AJC Seeks Ban on Colorado School Voucher Program
AJC Seeks Ban on Colorado School Voucher Program

November 10, 2003 -  New York - The American Jewish Committee today asked a Colorado court to declare the state's school voucher program illegal because it violates the state constitution.

The Colorado state constitution prohibits the state from "paying from any public fund or moneys whatever, anything in aid of any church or sectarian society, or for any sectarian purpose, or to help support or sustain any school...controlled by any church or sectarian denomination whatsoever."

AJC joined with a coalition of civil liberties and public education groups, including People for the American Way, the Colorado Education Association, and Americans United for the Separation of Church and State, in filing a brief challenging the legality of the school voucher program, known as the Colorado Opportunity Contract Pilot Program.

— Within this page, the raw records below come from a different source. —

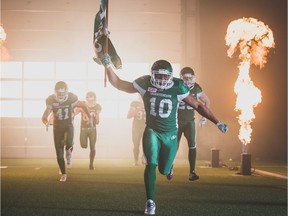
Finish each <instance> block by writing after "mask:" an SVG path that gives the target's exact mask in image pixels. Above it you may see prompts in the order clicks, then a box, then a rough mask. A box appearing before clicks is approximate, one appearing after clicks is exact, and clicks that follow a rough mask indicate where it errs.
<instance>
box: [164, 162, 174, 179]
mask: <svg viewBox="0 0 288 216" xmlns="http://www.w3.org/2000/svg"><path fill="white" fill-rule="evenodd" d="M166 178H167V179H168V180H169V181H170V180H171V179H172V178H173V165H172V167H171V169H170V172H169V173H168V174H167V175H166Z"/></svg>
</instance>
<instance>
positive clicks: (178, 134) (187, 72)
mask: <svg viewBox="0 0 288 216" xmlns="http://www.w3.org/2000/svg"><path fill="white" fill-rule="evenodd" d="M180 78H181V79H182V80H183V81H184V83H185V84H186V85H187V86H188V87H189V89H190V94H191V95H192V96H193V97H194V98H195V99H196V100H199V101H201V102H202V103H203V104H204V105H205V106H206V107H208V108H209V107H210V100H209V98H208V96H207V95H206V94H205V93H204V92H203V90H202V88H201V87H200V85H199V84H198V83H196V77H195V73H194V71H193V69H192V68H190V67H184V68H183V69H182V70H181V71H180ZM194 119H195V112H194V108H193V107H192V106H190V105H189V104H187V103H185V101H181V102H180V104H179V107H178V127H179V128H178V143H180V139H181V136H182V134H184V136H185V138H186V139H187V142H188V149H189V150H188V160H189V165H190V173H189V177H188V179H189V180H190V181H195V180H197V179H199V176H198V175H197V174H196V172H195V165H196V131H195V121H194ZM205 123H206V118H205V117H203V116H202V118H201V119H200V121H199V126H201V127H202V126H203V125H204V124H205ZM167 177H168V178H169V177H170V178H169V179H171V178H172V176H169V175H168V176H167Z"/></svg>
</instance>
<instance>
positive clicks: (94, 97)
mask: <svg viewBox="0 0 288 216" xmlns="http://www.w3.org/2000/svg"><path fill="white" fill-rule="evenodd" d="M86 102H87V105H88V106H89V107H92V106H95V104H96V94H95V93H94V92H88V93H87V95H86Z"/></svg>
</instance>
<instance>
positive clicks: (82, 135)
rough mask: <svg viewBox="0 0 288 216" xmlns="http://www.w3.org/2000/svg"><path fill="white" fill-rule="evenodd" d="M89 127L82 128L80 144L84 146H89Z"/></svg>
mask: <svg viewBox="0 0 288 216" xmlns="http://www.w3.org/2000/svg"><path fill="white" fill-rule="evenodd" d="M87 136H88V135H87V128H81V130H80V145H81V147H82V148H87V146H88V142H87Z"/></svg>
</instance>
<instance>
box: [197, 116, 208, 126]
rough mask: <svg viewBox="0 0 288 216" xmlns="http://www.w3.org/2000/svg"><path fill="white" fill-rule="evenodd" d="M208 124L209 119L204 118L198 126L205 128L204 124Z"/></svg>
mask: <svg viewBox="0 0 288 216" xmlns="http://www.w3.org/2000/svg"><path fill="white" fill-rule="evenodd" d="M206 122H207V119H206V118H205V117H202V118H201V119H200V121H199V123H198V124H199V126H200V127H203V126H204V124H206Z"/></svg>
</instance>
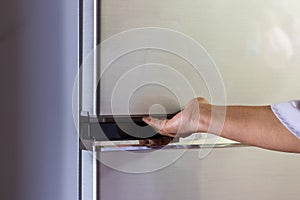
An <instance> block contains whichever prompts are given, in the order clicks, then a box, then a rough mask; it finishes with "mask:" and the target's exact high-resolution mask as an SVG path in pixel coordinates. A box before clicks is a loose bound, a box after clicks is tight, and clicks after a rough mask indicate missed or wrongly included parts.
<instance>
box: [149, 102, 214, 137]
mask: <svg viewBox="0 0 300 200" xmlns="http://www.w3.org/2000/svg"><path fill="white" fill-rule="evenodd" d="M210 113H211V105H210V104H208V101H207V100H206V99H204V98H200V97H199V98H196V99H192V100H191V101H189V103H188V104H187V105H186V106H185V108H184V109H183V110H182V111H181V112H179V113H177V114H176V115H175V116H174V117H173V118H172V119H169V120H168V119H164V120H160V119H157V118H151V117H143V121H144V122H145V123H147V124H148V125H150V126H152V127H153V128H154V129H155V130H156V131H157V132H158V133H160V134H161V135H164V136H169V137H172V138H175V137H186V136H189V135H190V134H192V133H195V132H204V131H207V129H208V127H207V124H209V123H207V121H209V120H210ZM207 116H209V117H207Z"/></svg>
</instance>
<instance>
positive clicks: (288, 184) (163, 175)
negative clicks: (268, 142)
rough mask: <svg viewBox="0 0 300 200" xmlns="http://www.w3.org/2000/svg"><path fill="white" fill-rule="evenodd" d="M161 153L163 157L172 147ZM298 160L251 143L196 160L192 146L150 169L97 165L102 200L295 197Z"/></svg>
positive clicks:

"The use of taxpayer money to support private schools, secular or religious, is simply bad public policy," said Jeffrey Sinensky, the AJC's general counsel and director of domestic policy. "Diverting desperately needed public funds for vouchers does more harm than good to our public schools and the children who continue to depend on them."

Enacted in April, the Colorado program is the first state voucher legislation passed since the U.S. Supreme Court declared last year, in Zelman v. Simmons-Harris, that taxpayer-supported vouchers for private and parochial schools do not violate the federal Constitution's Establishment Clause.